Сердце мое готово было разорваться на мелкие кусочки, но, казалось, и его он обхватил своими пальцами. Мне не стало хватать воздуха, и я больше не могла сдержать слов: «Его кровь за твою честь, Эрик…»

Чего я ждала? Что он набросится на меня? Оттолкнет меня от себя или ударит? Что под этим натиском на меня обрушатся стены церкви, погребя меня под собой? Его неподвижность и сдержанность были хуже, чем выговор.

Мир вокруг меня погибал и рассыпался, как куча вялой листвы, растоптанной в пыль грубыми ногами. Я чувствовала, что упаду в обморок, и тут он повернулся и посмотрел мне в лицо. Глаза его показались такими старыми.
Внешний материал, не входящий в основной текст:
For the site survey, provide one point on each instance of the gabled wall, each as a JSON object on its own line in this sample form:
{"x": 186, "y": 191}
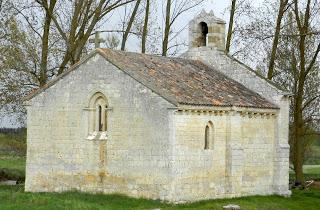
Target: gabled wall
{"x": 134, "y": 158}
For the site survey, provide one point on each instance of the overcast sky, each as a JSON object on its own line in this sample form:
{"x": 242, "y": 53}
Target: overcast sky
{"x": 218, "y": 6}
— Поехала бы ты со мной, если бы я убил его?

Вопрос прозвучал как удар грома. Я уставилась на него. Через мою голову точно проехала какая-то повозка со скрипящими колесами и кряхтящими осями, проскрипела сквозь вкривь и вкось разбредшиеся мысли, увядая в них все глубже и глубже… Господь отвергал грешный союз язычника и христианки, не давая благословения. Я знала, что и образ моего отца всегда будет стоять между нами. Закрыв лицо руками, я заплакала.
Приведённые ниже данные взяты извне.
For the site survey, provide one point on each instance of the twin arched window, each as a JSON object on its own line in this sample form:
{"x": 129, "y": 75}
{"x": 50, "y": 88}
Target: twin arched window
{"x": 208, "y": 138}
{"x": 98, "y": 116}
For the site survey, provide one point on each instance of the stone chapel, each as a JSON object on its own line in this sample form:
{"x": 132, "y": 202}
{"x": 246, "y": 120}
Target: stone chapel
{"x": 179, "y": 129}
Мы долго сидели, тесно прижавшись друг к другу и все же разделенные мирами. Порыв ветра загасил свечу перед статуей святой Гертруды. Растирая горящее лицо, я встала, чтобы зажечь эту свечу о другую. Лицо Эрика стало неестественно бледным, когда я вернулась к скамье. Я почувствовала его отчаяние.

Непобедимый до вчерашнего дня, он потерялся перед возникающей между нами болью, как маленький ребенок

— Помолись о моей душе, Элеонора…

***

Когда мы вышли из церкви, ночь уже накрыла город своим черным покровом. Жизнь на улице замерла, в хижинах и домах стояли дымящиеся котлы с супом, а по полям и пашням вокруг церкви шныряли в поисках падали бездомные собаки. Мы шли по следу повозок вдоль земель общественного пользования. Эрик обернул меня своей накидкой, накинул на голову капюшон. Его правая рука лежала на моем бедре, время от времени, приподнимая меня, он помогал преодолевать самые большие кучи вязкой грязи. И все же я чувствовала, как сырая земля и навоз размазывались по ступне сквозь голые кончики пальцев.
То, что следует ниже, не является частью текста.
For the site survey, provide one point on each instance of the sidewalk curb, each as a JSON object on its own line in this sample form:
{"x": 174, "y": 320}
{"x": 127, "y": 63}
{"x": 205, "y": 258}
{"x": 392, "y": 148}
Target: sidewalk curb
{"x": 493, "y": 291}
Подол моего черного траурного платья намокал все больше и больше и бил по ногам, всякий раз обдавая холодом. Мы молча прокладывали себе дорогу через болото, издававшее отвратительный запах. Эрик без труда нашел наш дом, хотя тьма была кромешная. Как добропорядочная вдова, наша хозяйка не держала Трактира, зато фонари соседнего кабачка освещали небольшой аккуратный дворик. В комнате, где путешественники собирались, чтобы поужинать чем-нибудь горячим, еще горел свет. Эрик помог мне одолеть внешнюю лестницу, ведущую в нашу комнату, и отправился на поиски хозяйки. Я слышала, как он разговаривал с кем-то на ступеньках, как потом заторопился и то, как наконец раздался звон монет. Пока он не вернулся, я свернулась, как была, вся грязная, клубком на мешке соломы и закрыла глаза. Демоны больше не терзали меня…

Я проснулась от шума — на ступеньках дома бранились слуги. Они тащили чан для купания, уже наполненный до половины горячей водой, в комнаты.

— Если расплескаете воду, то принесете еще один чан. Я плачу вам не за пустой.

В дверях, скрестив руки на груди, стоял Эрик. Один из слуг мрачно взглянул на него, пробормотав что-то вроде: «Покарай, Господи, всех чужаков». По лестнице кряхтя взбиралась служанка. Она принесла два ведра воды и опрокинула их в чан. Последней появилась в дверях Анна.

— Чтобы вы были всем довольны, благородный господин, я пришлю прислуживать вашей даме свою дочь, — улыбнулась она, а рука ее при этом ощупывала на поясе кошель, наполненный деньгами. Служанка фартуком вытерла пот со лба и уставилась на небольшую кучку грязной одежды, из которой странным образом выглядывала я. Она неохотно уступила место Анне, которая, кое-как протиснувшись в узких покоях, положила на край стола толстый кусок мыла.

— Смотрите, я даже раздобыла миндальное масло, его налил мне Магнус Шпеционариус, хотя его лавка еще не открылась, — прошепелявила она, взглянув на Эрика.

— Не сомневаюсь.

Эрик отобрал у нее глиняную бутылку и выпроводил всех за дверь. Закрыв ее на засов, он обернулся.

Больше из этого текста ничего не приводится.